Municipal government agency in Massachusetts

The Boston Landmarks Commission (BLC) is a historic preservation agency for the city of Boston, Massachusetts. The commission was created by state legislation in 1975. It is part of the city's Office of Historic Preservation.

==History==
Urban renewal in the United States started with the Housing Act of 1949, part of the "Fair Deal" program put forward by President Harry Truman. In Boston, almost a third of the old city was demolished, including the historic West End, to make way for low- and moderate-income high-rises, and new government and commercial buildings.

The Boston Landmarks Commission was created by the state legislature in 1975. It was formed in response to the mass demolitions, particularly the demolition of the Jordan Marsh Building on Washington Street. Built in the 1860s, the ornate building featured a well-known corner clock tower designed by Nathaniel Jeremiah Bradlee. Along with an entire row of annex buildings, the building was torn down in 1975 and replaced by a new building. Public outrage and grass roots protests influenced preservation legislation and sparked preservation action.

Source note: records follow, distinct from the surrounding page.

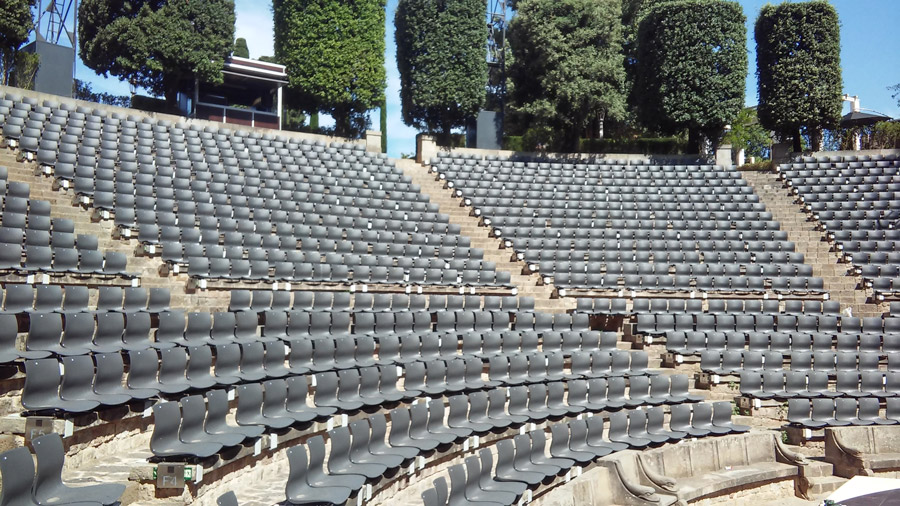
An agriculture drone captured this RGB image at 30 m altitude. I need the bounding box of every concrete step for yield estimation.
[803,459,834,478]
[2,152,205,312]
[397,158,573,313]
[741,167,882,317]
[805,475,847,497]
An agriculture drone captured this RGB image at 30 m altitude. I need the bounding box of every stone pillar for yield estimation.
[772,142,792,168]
[416,134,438,165]
[276,85,283,131]
[365,130,383,153]
[736,148,746,167]
[715,144,733,167]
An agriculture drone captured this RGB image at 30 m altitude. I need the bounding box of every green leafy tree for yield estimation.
[73,79,132,107]
[79,0,235,108]
[755,1,842,153]
[508,0,627,152]
[273,0,386,138]
[0,0,37,86]
[723,107,771,160]
[233,37,250,59]
[395,0,487,146]
[633,0,747,154]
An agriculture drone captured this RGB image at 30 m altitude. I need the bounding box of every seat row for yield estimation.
[153,372,701,463]
[13,308,595,362]
[542,260,811,277]
[228,290,533,314]
[740,370,900,400]
[519,243,795,263]
[576,297,840,316]
[421,402,748,506]
[184,257,511,288]
[0,243,134,279]
[667,330,900,356]
[786,397,900,428]
[0,283,170,315]
[0,433,125,506]
[638,313,873,336]
[20,338,658,415]
[699,350,885,376]
[554,273,823,294]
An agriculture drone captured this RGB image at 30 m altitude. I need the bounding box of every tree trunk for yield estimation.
[687,128,702,154]
[809,127,823,152]
[436,117,452,148]
[163,75,180,113]
[793,128,803,153]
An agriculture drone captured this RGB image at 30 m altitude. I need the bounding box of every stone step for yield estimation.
[741,167,882,317]
[805,475,847,497]
[3,153,201,312]
[803,459,835,478]
[397,159,570,313]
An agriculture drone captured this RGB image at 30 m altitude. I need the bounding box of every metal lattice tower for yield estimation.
[487,0,508,129]
[35,0,77,47]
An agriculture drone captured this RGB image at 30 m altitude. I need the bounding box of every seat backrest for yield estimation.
[0,446,37,506]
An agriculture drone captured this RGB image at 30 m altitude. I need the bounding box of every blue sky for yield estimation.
[70,0,900,158]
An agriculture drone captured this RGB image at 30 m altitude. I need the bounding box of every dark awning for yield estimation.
[841,110,893,127]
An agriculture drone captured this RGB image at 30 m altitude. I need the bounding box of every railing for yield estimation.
[195,102,279,130]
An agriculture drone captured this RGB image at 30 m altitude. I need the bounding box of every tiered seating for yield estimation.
[0,432,125,505]
[419,402,749,506]
[433,153,822,297]
[777,153,900,300]
[0,169,135,281]
[0,92,511,293]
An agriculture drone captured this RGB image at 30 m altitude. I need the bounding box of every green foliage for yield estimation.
[395,0,487,146]
[508,0,627,152]
[79,0,236,106]
[891,84,900,109]
[503,136,524,152]
[723,108,771,160]
[737,160,773,171]
[258,56,279,64]
[505,134,686,154]
[273,0,386,138]
[873,122,900,149]
[10,51,39,90]
[836,121,900,151]
[633,0,747,153]
[0,0,36,86]
[281,108,308,132]
[755,1,842,152]
[579,136,687,154]
[233,37,250,59]
[73,79,132,108]
[131,95,178,115]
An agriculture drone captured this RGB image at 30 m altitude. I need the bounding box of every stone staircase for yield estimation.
[0,150,233,313]
[802,458,847,498]
[398,158,575,314]
[741,168,882,318]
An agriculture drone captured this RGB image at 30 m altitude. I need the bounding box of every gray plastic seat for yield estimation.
[285,436,353,505]
[32,432,126,505]
[150,402,222,459]
[206,389,265,440]
[23,358,100,413]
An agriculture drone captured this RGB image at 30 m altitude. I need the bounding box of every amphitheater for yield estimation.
[1,84,899,506]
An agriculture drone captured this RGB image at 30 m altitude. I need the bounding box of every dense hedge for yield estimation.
[502,136,687,154]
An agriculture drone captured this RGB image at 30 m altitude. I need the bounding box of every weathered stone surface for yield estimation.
[825,426,900,478]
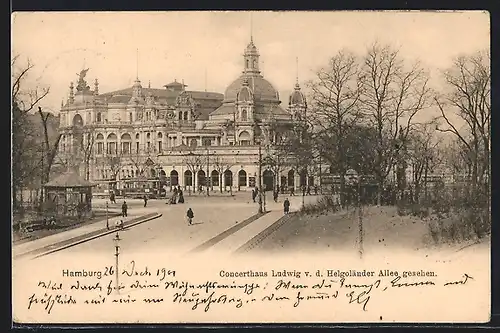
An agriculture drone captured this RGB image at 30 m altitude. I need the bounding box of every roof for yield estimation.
[224,74,279,103]
[44,171,96,188]
[100,87,223,103]
[210,103,290,118]
[289,85,306,105]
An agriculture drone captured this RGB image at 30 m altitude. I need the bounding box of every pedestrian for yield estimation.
[290,186,295,196]
[273,190,278,202]
[251,188,256,203]
[121,201,128,217]
[143,194,148,207]
[110,192,116,204]
[307,185,311,196]
[186,207,194,225]
[283,198,290,214]
[178,188,185,203]
[116,219,124,229]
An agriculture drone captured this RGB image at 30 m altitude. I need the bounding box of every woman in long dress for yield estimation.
[178,189,185,203]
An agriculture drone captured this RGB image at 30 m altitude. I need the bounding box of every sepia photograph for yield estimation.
[11,10,490,324]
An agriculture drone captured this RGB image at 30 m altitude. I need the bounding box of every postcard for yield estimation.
[11,10,491,324]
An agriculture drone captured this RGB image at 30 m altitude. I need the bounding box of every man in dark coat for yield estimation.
[121,201,128,217]
[186,208,194,225]
[143,195,148,207]
[283,198,290,215]
[252,189,256,203]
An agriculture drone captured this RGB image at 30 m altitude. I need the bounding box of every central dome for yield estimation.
[224,74,279,103]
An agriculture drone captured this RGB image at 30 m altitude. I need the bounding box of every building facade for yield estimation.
[57,37,318,196]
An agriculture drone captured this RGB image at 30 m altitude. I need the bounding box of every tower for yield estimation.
[69,82,74,104]
[94,78,99,95]
[288,57,307,120]
[243,37,260,75]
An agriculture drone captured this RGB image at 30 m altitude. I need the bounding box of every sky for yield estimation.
[11,11,490,114]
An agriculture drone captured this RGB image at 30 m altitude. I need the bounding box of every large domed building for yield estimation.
[56,37,315,197]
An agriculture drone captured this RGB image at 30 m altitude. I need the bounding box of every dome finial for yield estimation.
[250,12,253,43]
[295,56,299,85]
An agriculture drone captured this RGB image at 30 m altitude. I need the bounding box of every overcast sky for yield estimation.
[12,11,489,114]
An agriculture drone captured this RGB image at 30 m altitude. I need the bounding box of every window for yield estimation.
[241,109,247,121]
[121,142,131,154]
[158,141,162,153]
[129,113,133,122]
[184,170,193,186]
[97,112,102,122]
[238,170,247,187]
[147,142,151,152]
[202,138,211,146]
[136,142,140,153]
[107,142,117,155]
[97,142,103,154]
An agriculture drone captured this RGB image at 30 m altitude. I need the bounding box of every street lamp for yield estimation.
[113,231,121,295]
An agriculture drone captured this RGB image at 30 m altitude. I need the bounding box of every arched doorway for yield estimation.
[197,170,206,187]
[170,170,179,186]
[263,170,274,191]
[300,169,307,187]
[224,170,233,188]
[184,170,193,187]
[238,170,247,188]
[287,170,295,188]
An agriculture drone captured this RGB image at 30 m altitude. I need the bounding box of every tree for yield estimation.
[38,107,62,185]
[12,56,51,210]
[308,50,364,205]
[407,123,442,203]
[104,155,122,190]
[435,50,490,195]
[211,155,235,194]
[183,152,205,195]
[359,42,433,205]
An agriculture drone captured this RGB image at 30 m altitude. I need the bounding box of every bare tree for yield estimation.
[104,155,122,190]
[359,42,433,205]
[308,50,364,205]
[183,153,205,195]
[211,155,235,194]
[38,107,62,184]
[435,50,490,194]
[11,56,51,210]
[407,123,442,203]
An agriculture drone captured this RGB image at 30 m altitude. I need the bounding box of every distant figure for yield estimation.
[302,186,306,197]
[283,198,290,214]
[116,219,124,229]
[178,189,185,203]
[121,201,128,217]
[143,195,148,207]
[186,208,194,225]
[273,190,278,202]
[110,192,116,204]
[290,186,295,196]
[251,189,256,203]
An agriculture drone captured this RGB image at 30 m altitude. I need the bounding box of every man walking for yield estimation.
[186,208,194,226]
[283,198,290,215]
[252,188,256,203]
[143,194,148,207]
[121,201,128,217]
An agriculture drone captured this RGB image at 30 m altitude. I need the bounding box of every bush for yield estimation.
[298,195,341,216]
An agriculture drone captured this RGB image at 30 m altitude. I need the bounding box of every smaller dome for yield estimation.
[289,83,306,106]
[133,78,142,87]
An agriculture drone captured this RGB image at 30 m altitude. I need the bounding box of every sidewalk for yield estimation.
[13,211,161,259]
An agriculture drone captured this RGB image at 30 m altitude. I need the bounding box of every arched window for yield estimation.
[106,133,117,155]
[263,170,274,191]
[146,133,151,140]
[300,169,307,187]
[73,114,83,127]
[183,112,188,121]
[239,131,251,146]
[190,139,198,148]
[287,169,295,187]
[197,170,206,186]
[211,170,219,187]
[241,109,247,121]
[96,133,104,155]
[224,170,233,187]
[202,138,211,146]
[97,112,102,122]
[170,170,179,186]
[253,59,257,68]
[246,59,249,68]
[184,170,193,186]
[238,170,247,187]
[121,133,131,154]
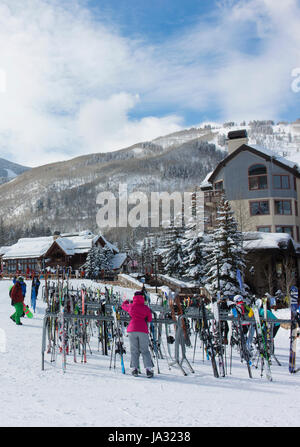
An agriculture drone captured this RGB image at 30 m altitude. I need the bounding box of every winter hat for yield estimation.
[233,295,243,302]
[134,291,144,296]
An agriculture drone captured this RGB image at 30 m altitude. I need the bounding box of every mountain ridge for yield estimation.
[0,119,299,246]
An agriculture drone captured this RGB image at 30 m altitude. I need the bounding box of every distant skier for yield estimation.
[10,277,25,325]
[13,275,27,299]
[31,274,40,313]
[121,291,154,378]
[13,276,27,317]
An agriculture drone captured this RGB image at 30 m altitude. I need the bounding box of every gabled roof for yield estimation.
[2,231,118,260]
[111,253,127,270]
[3,236,54,260]
[0,246,12,257]
[201,143,300,188]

There are now over 8,000 landmarked properties in Boston.

==Responsibilities==
The chief responsibilities of the Landmark Commission include identifying historic resources through preservation surveys, protecting and recognizing historic properties through designation, and preserving designated Landmarks through the design review process.

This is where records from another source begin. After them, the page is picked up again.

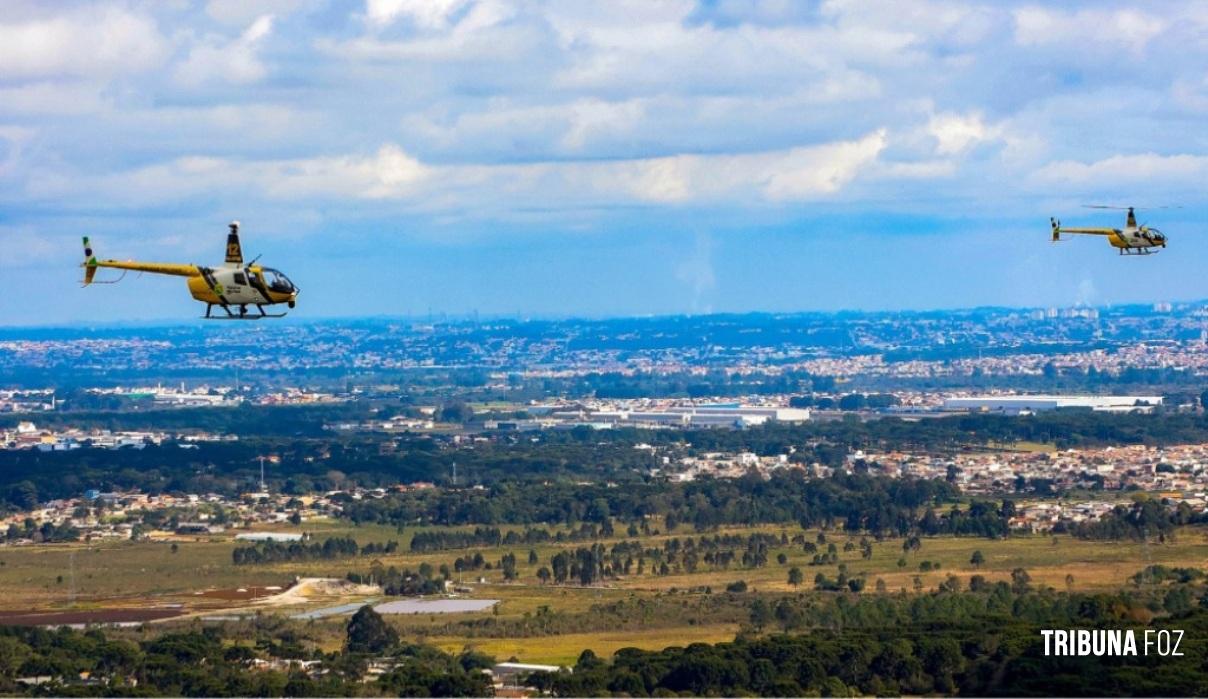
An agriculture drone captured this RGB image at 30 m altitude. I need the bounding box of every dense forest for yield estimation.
[339,472,959,535]
[536,580,1208,697]
[0,607,493,697]
[540,615,1208,697]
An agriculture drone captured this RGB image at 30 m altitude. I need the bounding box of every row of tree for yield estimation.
[232,536,399,566]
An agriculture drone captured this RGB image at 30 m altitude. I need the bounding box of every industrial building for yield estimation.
[942,395,1163,415]
[548,404,810,428]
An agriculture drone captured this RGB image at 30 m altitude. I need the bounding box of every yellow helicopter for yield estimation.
[1050,206,1169,255]
[82,221,299,319]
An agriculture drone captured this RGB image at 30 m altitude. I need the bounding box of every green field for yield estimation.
[3,519,1206,665]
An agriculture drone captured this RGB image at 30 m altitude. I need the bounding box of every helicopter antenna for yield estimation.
[82,269,128,286]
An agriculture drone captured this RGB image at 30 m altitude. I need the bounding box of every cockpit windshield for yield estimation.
[263,268,296,293]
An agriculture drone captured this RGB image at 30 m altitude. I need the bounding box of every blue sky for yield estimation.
[2,0,1208,325]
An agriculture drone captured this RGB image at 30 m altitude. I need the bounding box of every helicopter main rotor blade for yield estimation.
[1083,204,1181,211]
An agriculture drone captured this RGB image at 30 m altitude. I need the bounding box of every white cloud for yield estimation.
[3,0,1207,234]
[763,131,888,200]
[0,227,60,269]
[1013,7,1166,55]
[174,15,275,86]
[1031,152,1208,199]
[366,0,473,30]
[403,98,647,154]
[0,126,34,177]
[873,159,957,179]
[30,132,895,209]
[56,144,430,203]
[927,112,1000,156]
[1035,152,1208,183]
[0,7,168,80]
[0,82,108,115]
[562,99,645,150]
[205,0,311,26]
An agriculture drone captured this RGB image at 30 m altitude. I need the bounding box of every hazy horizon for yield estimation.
[0,295,1202,332]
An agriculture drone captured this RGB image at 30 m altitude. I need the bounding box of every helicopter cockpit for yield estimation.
[263,268,297,293]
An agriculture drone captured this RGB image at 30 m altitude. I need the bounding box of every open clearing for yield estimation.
[430,623,742,667]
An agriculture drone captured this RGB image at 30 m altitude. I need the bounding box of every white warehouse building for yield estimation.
[942,395,1163,415]
[550,405,810,428]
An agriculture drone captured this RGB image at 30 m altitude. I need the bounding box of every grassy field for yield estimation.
[430,624,742,666]
[3,518,1208,665]
[3,519,1206,604]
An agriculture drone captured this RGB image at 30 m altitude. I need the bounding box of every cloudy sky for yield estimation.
[2,0,1207,325]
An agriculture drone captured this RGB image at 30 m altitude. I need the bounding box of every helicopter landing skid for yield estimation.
[204,304,288,320]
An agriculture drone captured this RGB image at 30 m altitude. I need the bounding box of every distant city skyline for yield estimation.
[2,1,1207,325]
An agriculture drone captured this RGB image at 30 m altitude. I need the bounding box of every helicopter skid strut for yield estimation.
[204,303,287,320]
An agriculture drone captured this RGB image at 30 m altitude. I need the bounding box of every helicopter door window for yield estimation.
[233,272,247,285]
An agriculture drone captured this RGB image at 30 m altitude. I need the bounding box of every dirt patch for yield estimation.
[0,608,183,626]
[196,585,284,601]
[251,578,379,608]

The BLC also administers Article 85 Demolition Delay for the entire city of Boston. Whenever a building proposed to be demolished is determined by BLC staff to be significant, the public is invited to testify at a public hearing. If the BLC invokes a 90-day "demolition delay" as a result, there is an opportunity for the community to participate in discussions with the developer and explore alternatives to demolition.

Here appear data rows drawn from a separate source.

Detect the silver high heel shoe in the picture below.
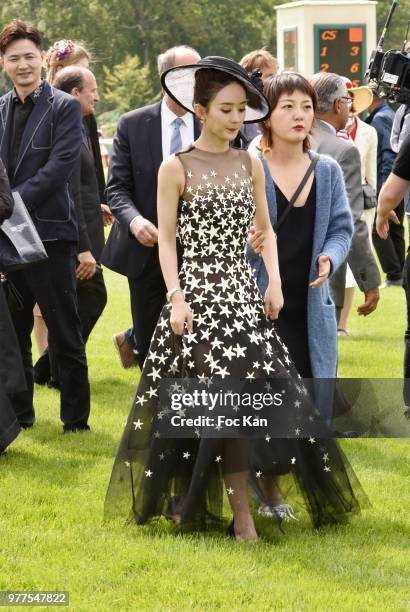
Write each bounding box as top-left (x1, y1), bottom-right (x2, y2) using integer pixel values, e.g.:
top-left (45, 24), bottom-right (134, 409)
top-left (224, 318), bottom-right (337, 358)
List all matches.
top-left (257, 503), bottom-right (297, 533)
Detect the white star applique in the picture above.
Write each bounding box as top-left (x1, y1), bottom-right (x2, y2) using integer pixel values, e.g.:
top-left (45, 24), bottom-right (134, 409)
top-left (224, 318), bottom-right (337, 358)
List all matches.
top-left (222, 324), bottom-right (234, 337)
top-left (133, 420), bottom-right (143, 430)
top-left (222, 345), bottom-right (235, 361)
top-left (211, 337), bottom-right (223, 350)
top-left (227, 487), bottom-right (234, 495)
top-left (291, 457), bottom-right (296, 465)
top-left (147, 367), bottom-right (161, 381)
top-left (234, 344), bottom-right (246, 358)
top-left (183, 451), bottom-right (191, 459)
top-left (215, 455), bottom-right (222, 463)
top-left (145, 469), bottom-right (153, 477)
top-left (200, 329), bottom-right (211, 341)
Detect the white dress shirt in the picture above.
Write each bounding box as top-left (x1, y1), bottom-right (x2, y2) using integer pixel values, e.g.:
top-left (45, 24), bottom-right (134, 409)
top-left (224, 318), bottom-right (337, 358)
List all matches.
top-left (130, 99), bottom-right (195, 229)
top-left (161, 98), bottom-right (194, 159)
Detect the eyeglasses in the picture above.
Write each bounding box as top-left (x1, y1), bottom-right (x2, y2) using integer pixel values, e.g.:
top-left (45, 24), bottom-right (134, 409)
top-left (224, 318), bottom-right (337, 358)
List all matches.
top-left (340, 96), bottom-right (353, 107)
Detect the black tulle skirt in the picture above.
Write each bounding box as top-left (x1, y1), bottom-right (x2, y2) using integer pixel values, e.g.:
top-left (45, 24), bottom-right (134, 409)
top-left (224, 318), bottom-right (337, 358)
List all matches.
top-left (104, 300), bottom-right (367, 532)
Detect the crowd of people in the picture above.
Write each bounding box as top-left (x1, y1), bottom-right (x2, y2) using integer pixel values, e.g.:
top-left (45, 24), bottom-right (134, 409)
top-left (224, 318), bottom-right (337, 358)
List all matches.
top-left (0, 18), bottom-right (409, 541)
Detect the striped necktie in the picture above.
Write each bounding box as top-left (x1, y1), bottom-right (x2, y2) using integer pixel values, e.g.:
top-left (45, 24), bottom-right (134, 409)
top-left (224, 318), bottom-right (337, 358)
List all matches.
top-left (169, 117), bottom-right (184, 155)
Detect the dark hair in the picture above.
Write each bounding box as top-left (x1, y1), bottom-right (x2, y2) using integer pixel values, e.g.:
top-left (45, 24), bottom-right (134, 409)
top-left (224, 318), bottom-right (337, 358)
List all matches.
top-left (260, 72), bottom-right (318, 153)
top-left (193, 68), bottom-right (259, 109)
top-left (0, 20), bottom-right (43, 55)
top-left (53, 66), bottom-right (86, 94)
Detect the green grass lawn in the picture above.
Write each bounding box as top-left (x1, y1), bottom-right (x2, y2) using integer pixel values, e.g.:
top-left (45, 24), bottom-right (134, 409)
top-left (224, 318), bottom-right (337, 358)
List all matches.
top-left (1, 270), bottom-right (409, 612)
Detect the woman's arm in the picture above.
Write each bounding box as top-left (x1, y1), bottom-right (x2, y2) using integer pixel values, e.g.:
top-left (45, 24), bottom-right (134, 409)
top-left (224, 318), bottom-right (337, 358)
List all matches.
top-left (251, 155), bottom-right (283, 319)
top-left (157, 156), bottom-right (193, 335)
top-left (318, 161), bottom-right (353, 275)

The commission meets twice a month on second and fourth Tuesdays. A design review starts a few hours prior to the business portion at every fourth Tuesday hearing. Applicants propose changes to a landmark by presenting at the hearing, and the public is invited to comment.

==Commissioners==
Commissioners are nominated by professional and neighborhood organizations, and appointed by the Mayor of Boston. Most are also confirmed by the Boston City Council. All commissioner positions are voluntary. There are 85 commissioner slots among the Boston Landmarks Commission and the 10 local historic commissions, although BLC commissioners also hold slots on local commissions.